Answer: general - purpose architectures
Question: 🤗 Transformers provides interoperability between which frameworks?
Answer: tensorflow 2 . 0 and pytorch

我们拿到token的开始和结束下标后,需要用tokenizer.convert_ids_to_tokens先把id变成token,然后用convert_tokens_to_string把token变成字符串。而前面的pipeline把这些工作都直接帮我们做好了。

语言模型

和前面的任务相比,语言模型本身一般很少作为一个独立的任务。它的作用通常是用来预训练基础的模型,然后也可以使用领域的未标注数据来fine-tuning语言模型。比如我们的任务是一个文本分类任务,我们可以基于基础的BERT模型在我们的分类数据上fine-tuning模型。但是BERT的基础模型是基于wiki这样的语料库进行预训练的,不一定和我们的任务很match。而且标注的成本通常很高,我们的分类数据量通常不大。但是领域的未标注数据可能不少。这个时候我们我们可以用领域的未标注数据对基础的BERT用语言模型这个任务进行再次进行pretraining,然后再用标注的数据fine-tuning分类任务。

MLM

如果我们需要fine-tuning MLM,可以参考 run_mlm.py。下面是用pipeline的例子:

>>> from transformers import pipeline
>>> nlp = pipeline("fill-mask")
>>> from pprint import pprint
>>> pprint(nlp(f"HuggingFace is creating a {nlp.tokenizer.mask_token} that the community uses to solve NLP tasks."))
[{'score': 0.1792745739221573,
  'sequence': '<s>HuggingFace is creating a tool that the community uses to '
              'solve NLP tasks.</s>',
  'token': 3944,
  'token_str': 'Ġtool'},
 {'score': 0.11349421739578247,
  'sequence': '<s>HuggingFace is creating a framework that the community uses '
              'to solve NLP tasks.</s>',
  'token': 7208,
  'token_str': 'Ġframework'},
 {'score': 0.05243554711341858,
  'sequence': '<s>HuggingFace is creating a library that the community uses to '
              'solve NLP tasks.</s>',
  'token': 5560,
  'token_str': 'Ġlibrary'},
 {'score': 0.03493533283472061,
  'sequence': '<s>HuggingFace is creating a database that the community uses '
              'to solve NLP tasks.</s>',
  'token': 8503,
  'token_str': 'Ġdatabase'},
 {'score': 0.02860250137746334,
  'sequence': '<s>HuggingFace is creating a prototype that the community uses '
              'to solve NLP tasks.</s>',
  'token': 17715,
  'token_str': 'Ġprototype'}]

上面会用到nlp.tokenizer.mask_token,它就是特殊的这个token。我们也可以自己构造Tokenizer和模型,步骤为:

  • 构造Tokenizer和模型。比如可以使用DistilBERT从checkpoint加载预训练的模型
  • 构造输入序列,把需要mask的词替换成tokenizer.mask_token
  • 用tokenizer把输入变成ID list
  • 获取预测的结果,它的size是词典大小,表示预测某个词的概率
  • 获取topk个概率最大的词

代码如下:

>>> from transformers import AutoModelWithLMHead, AutoTokenizer
>>> import torch

>>> tokenizer = AutoTokenizer.from_pretrained("distilbert-base-cased")
>>> model = AutoModelWithLMHead.from_pretrained("distilbert-base-cased")

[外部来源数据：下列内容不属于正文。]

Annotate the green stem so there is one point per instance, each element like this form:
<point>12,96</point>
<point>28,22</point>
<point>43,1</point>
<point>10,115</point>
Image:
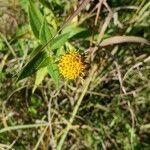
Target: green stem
<point>76,108</point>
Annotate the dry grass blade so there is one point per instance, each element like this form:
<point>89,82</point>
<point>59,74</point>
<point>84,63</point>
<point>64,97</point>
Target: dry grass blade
<point>123,39</point>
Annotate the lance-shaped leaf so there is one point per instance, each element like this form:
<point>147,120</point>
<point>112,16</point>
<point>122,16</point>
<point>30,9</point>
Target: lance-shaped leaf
<point>33,65</point>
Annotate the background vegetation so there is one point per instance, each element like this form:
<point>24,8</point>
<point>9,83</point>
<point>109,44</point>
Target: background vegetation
<point>107,108</point>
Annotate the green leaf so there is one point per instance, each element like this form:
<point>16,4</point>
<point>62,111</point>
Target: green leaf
<point>54,73</point>
<point>33,65</point>
<point>73,30</point>
<point>41,73</point>
<point>35,18</point>
<point>45,33</point>
<point>60,40</point>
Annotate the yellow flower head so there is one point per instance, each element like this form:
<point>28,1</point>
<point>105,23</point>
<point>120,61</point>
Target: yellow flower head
<point>71,65</point>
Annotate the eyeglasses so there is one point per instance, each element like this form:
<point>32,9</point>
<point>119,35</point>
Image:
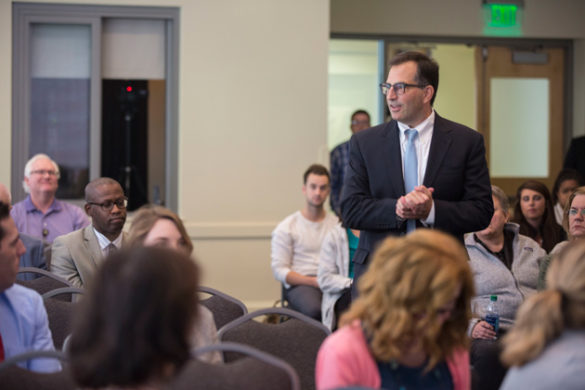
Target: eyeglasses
<point>399,88</point>
<point>109,205</point>
<point>44,172</point>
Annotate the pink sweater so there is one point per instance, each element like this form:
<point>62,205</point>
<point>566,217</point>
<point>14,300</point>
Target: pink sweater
<point>345,360</point>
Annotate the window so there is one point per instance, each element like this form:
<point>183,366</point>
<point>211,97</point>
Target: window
<point>83,94</point>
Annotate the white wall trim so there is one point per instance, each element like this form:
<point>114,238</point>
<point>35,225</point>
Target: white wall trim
<point>213,230</point>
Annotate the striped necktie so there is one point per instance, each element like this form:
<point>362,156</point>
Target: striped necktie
<point>1,349</point>
<point>410,170</point>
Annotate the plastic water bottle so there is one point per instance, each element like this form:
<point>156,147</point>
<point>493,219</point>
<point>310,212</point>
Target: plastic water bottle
<point>492,316</point>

>>> sequence = f"Distilled models are smaller than the models they mimic. Using them instead of the large versions would help {tokenizer.mask_token} our carbon footprint."

>>> input = tokenizer.encode(sequence, return_tensors="pt")
>>> mask_token_index = torch.where(input == tokenizer.mask_token_id)[1]

>>> token_logits = model(input).logits
>>> mask_token_logits = token_logits[0, mask_token_index, :]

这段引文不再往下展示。